I started programming in the 70’s as a teenager on both the good old TRS 80 with a cassette drive and the BASIC language and on an IBM mainframe with RPGII and COBOL. The TRS 80 was making an attempt at games, text based ones, but they were fun. For the real world we were using computers to batch process data and the languages were optimized for it. RPG (not to be confused with Role Playing Game) was super powerful but super odd, as it was totally optimized towards the 80 column punch card with as little effort as possible, while COBOL and BASIC were free format. Fortunately the number of installations of RPG and BASIC is relatively small these days, but what about COBOL and can it be replaced?
According to reports, COBOL is still 70% of the installed software in the world and processes 200 times more transactions than Google and YouTube search queries. A big problem is no one is learning COBOL anymore, and as a language, COBOL just isn’t anything like what is taught anymore, although it is very easy to learn. With that preamble, you might wonder where I’m going with this. I’d long thought that Python would make a pretty worthy successor, and I believe that, but in the last few years I’ve been doing some small projects using Google’s relatively new Go language. I didn’t want to do another language comparison really, but instead a performance comparison on something COBOL excels at, raw batch processing.
I pulled down a geographic data file that was a series of number strings in a CSV file as a test case. The file was about 190MB and was comprised of 2,173,762 records. This seemed like a good test case that would give us some timely results.
The other thing I wanted to do was use an older and under-powered computer, so we went with a computer with just 640MB of RAM and running Windows XP.
For the COBOL compiler I used my own product, KOBOL, the fastest COBOL out there from our tests a few years ago. One of the most expensive verbs in the COBOL language is the “UNSTRING” command, which will parse a string based on delimiter(s) into one or more variables. It’s very convenient other than the requirement of having all variables defined ahead of time, so you need to know the data you’re working with. This is not a restriction in Go but I wanted to define both apps in as similar a way as possible.
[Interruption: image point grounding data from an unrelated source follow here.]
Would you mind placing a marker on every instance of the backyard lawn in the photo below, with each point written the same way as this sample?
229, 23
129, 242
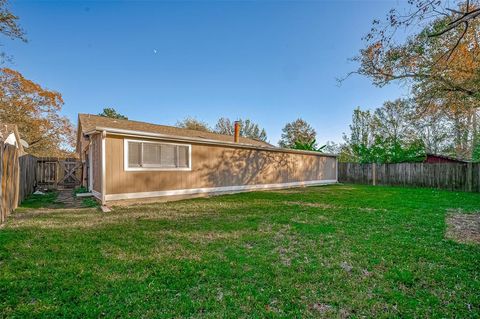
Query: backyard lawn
333, 251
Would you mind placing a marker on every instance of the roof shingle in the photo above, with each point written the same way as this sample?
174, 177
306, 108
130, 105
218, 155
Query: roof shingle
90, 122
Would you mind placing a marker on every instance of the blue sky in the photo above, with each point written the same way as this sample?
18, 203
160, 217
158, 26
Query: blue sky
159, 62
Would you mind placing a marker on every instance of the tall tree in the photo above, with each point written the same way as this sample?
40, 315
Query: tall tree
248, 128
9, 27
439, 61
112, 113
297, 131
36, 111
384, 136
193, 124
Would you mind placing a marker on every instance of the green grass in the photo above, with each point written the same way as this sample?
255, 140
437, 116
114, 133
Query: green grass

To keep the test simple, all we are going to do is read the file and parse it on the comma delimiter into the requisite number of variables. With the low amount of RAM and the large number of records, I had assumed the results should be pretty similar as we were going to be doing a lot of reading from disk. I was rather surprised at the results, though. We did a reboot between each run to make sure the system was in a similar state each time and we ran the test multiple times to confirm results, the aggregate scores will be reflected here.
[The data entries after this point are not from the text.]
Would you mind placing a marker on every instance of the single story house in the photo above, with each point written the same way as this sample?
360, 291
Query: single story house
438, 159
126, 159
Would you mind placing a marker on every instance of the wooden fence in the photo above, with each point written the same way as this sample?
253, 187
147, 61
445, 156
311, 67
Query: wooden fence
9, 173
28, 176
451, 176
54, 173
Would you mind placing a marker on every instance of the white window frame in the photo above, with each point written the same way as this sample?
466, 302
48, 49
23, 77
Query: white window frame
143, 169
To add a bit of a twist, the Go language has multiple ways to read a file. I kept it simple and restricted myself to READ and READALL. The functional difference is that READALL will slurp the entire file into memory first and then you perform your operations on it there. Here are the numbers, and then we’ll review the results:
COBOL 2 minutes 28.27 seconds
Go READ 40.55 seconds
Go READALL 6 minutes 17.5 seconds
For the COBOL app, I even tested removing all the processing on the records and just left the reads, and it only resulted in a change of a few seconds, which really surprised me. Apparently my KOBOL compiler was even more efficient than I thought. I then ran the GO programs on a 64-bit Windows 7 machine with 4gb of RAM to see how they’d do. I didn’t do this with KOBOL because we don’t have a 64bit version.
Go READ 23.10 seconds
Go READALL 23.61 seconds
Look at that difference for READALL. It still isn’t as fast as READ but the change between RAM and architecture made an enormous difference. While it was less than 2x improvement on READ it was closer to 9x for READALL. What this tells me though is that the performance of READALL for any serious batch processing is a very bad idea because the results will change so dramatically between systems. It might be a great idea for small files, but I would stay away from it for batch processing.
I like COBOL quite a bit for doing what it was intended to do, but Go is modern, clean, portable, compiled, fast and very similar to what is being taught these days. Go is light years ahead of working in Java, which is in no way suited to a COBOL replacement. The more I work with Go, the more I like it as a replacement for almost every other language out there, from the Web to servers chunking through millions of healthcare records.
So to answer the question in the title, Go can go really fast. Faster than the COBOL workhorse that is running the world’s computers currently.